Canoeing with Master Williams

By Galvin, Brendan | The Virginia Quarterly Review, Summer 2005 | Go to article overview

Canoeing with Master Williams


Galvin, Brendan, The Virginia Quarterly Review


Our ancient and approved friend, Roger Williams.

-John Thornton

The root of a nearby apple tree

was growing in his grave after two centuries,

some claim, its form a human skeleton's,

as though he were the saint of orchardists

or founder of some golden age, the kind of elevation

he abhorred, though he loved the yellow sweetings

William Blackstone grew, and ordered

apples by the bushel. In truth he was buried

in a garden by Patience Ashton's grave,

though we know the place of neither,

and not one sermon of his remains. So with

his letters. Some folded by a goodwife

for seed packets, or crumpled under firewood,

others gone seaward in the hurricane of 1815,

and still more doodled upon, or skidded

by a breeze working a trashpile down

a Providence street, 1833. Burnt, lost and stolen,

maybe even forged; shoved into sacks

in offices and archives. The Narragansetts,

whose tongue he spoke and codified in his

Key to the Language of America, torched his home

and papers. Surefooted, crippled, in age he went

upon a stick.

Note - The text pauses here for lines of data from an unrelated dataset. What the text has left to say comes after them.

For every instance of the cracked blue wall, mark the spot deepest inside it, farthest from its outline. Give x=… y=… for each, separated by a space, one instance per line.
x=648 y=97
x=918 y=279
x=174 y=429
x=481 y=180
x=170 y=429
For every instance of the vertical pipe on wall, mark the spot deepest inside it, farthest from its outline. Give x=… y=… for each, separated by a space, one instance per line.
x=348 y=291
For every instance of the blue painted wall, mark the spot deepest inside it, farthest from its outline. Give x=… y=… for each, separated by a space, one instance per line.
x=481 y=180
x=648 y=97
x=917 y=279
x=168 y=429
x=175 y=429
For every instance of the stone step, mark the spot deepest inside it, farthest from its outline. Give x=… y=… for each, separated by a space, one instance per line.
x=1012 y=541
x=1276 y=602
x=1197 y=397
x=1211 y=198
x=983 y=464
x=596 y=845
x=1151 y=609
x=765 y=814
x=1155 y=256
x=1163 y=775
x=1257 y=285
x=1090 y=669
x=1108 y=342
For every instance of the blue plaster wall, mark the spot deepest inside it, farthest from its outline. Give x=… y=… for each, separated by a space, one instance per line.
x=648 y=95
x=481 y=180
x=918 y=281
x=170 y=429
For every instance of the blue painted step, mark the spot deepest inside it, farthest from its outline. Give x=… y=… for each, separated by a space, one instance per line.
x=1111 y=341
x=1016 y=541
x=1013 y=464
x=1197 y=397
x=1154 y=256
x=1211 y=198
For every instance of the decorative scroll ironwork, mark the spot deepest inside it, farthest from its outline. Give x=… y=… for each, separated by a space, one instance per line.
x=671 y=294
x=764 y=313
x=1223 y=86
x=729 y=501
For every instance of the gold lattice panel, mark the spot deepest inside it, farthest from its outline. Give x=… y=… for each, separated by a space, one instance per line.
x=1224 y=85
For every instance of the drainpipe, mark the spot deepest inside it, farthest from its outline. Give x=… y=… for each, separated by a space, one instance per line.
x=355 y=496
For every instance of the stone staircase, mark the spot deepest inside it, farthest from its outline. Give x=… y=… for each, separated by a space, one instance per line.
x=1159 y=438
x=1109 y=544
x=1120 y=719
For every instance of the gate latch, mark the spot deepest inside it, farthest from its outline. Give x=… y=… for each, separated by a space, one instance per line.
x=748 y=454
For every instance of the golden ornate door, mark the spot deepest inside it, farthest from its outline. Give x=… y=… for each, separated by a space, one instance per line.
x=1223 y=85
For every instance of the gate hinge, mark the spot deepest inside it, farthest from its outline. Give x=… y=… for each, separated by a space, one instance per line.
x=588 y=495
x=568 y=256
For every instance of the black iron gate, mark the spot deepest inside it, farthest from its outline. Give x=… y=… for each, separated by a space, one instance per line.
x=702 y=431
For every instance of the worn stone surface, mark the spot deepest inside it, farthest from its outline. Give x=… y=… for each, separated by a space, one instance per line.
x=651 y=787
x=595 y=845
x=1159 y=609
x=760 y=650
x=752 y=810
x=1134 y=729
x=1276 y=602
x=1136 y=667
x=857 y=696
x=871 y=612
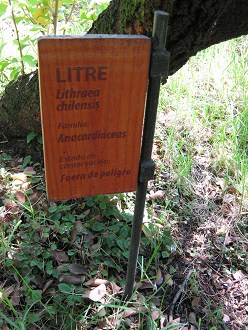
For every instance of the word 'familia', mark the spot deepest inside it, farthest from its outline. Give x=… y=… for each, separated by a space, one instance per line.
x=81 y=73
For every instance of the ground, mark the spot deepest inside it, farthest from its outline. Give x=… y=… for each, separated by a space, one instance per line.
x=64 y=264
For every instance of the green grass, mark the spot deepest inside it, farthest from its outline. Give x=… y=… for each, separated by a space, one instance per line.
x=201 y=167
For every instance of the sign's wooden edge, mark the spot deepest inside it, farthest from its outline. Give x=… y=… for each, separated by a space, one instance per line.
x=95 y=36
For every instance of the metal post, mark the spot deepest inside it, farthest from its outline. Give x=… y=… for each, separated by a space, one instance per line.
x=159 y=65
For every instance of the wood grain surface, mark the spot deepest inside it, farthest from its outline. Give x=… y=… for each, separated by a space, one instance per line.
x=92 y=92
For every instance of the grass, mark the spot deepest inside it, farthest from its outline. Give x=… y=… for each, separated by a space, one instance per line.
x=63 y=264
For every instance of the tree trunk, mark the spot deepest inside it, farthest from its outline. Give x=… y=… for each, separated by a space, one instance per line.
x=194 y=25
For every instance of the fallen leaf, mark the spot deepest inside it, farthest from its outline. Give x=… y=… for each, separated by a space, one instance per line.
x=238 y=275
x=145 y=285
x=159 y=277
x=192 y=320
x=157 y=194
x=72 y=279
x=7 y=290
x=15 y=297
x=196 y=302
x=162 y=321
x=20 y=197
x=77 y=269
x=226 y=318
x=96 y=294
x=19 y=177
x=102 y=312
x=133 y=311
x=29 y=170
x=168 y=279
x=47 y=285
x=95 y=247
x=60 y=256
x=115 y=288
x=96 y=282
x=155 y=314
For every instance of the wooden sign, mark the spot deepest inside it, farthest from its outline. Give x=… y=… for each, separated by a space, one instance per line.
x=92 y=91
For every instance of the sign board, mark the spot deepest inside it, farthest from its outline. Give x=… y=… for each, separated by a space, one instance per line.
x=92 y=91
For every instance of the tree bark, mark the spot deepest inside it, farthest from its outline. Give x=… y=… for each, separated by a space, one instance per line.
x=194 y=25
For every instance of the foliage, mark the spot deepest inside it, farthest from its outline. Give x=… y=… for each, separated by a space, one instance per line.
x=63 y=265
x=31 y=19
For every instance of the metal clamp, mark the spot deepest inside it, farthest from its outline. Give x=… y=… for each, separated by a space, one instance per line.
x=159 y=65
x=146 y=170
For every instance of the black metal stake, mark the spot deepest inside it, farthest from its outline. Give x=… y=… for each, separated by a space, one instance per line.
x=159 y=65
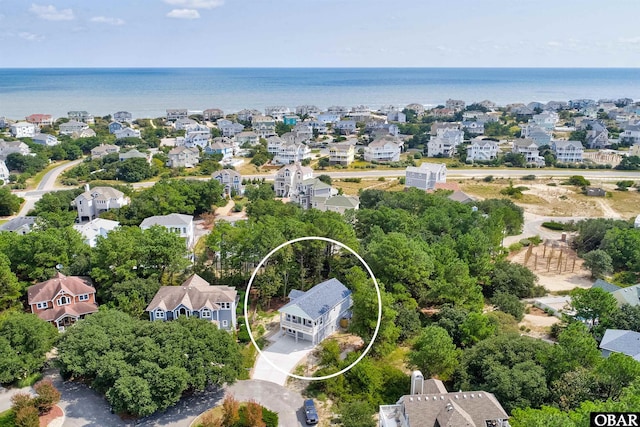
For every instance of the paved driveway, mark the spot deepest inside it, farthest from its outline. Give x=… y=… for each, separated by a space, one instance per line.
x=285 y=353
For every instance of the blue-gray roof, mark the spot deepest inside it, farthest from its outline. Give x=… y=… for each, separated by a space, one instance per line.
x=319 y=299
x=622 y=341
x=605 y=286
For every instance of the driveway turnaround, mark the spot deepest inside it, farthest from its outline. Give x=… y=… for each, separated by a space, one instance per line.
x=285 y=353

Next time you're passing, look for

a canoe hewn from a single chestnut's trunk

and slipping off among freighters and barges

putting in at Providence, more fleeting wish

than ever in these days of collapsed

industrial rainbows floating like newfangled

jellyfish about him, among the steel craft

blind to him because he heaps up nothing for

God Commerce. …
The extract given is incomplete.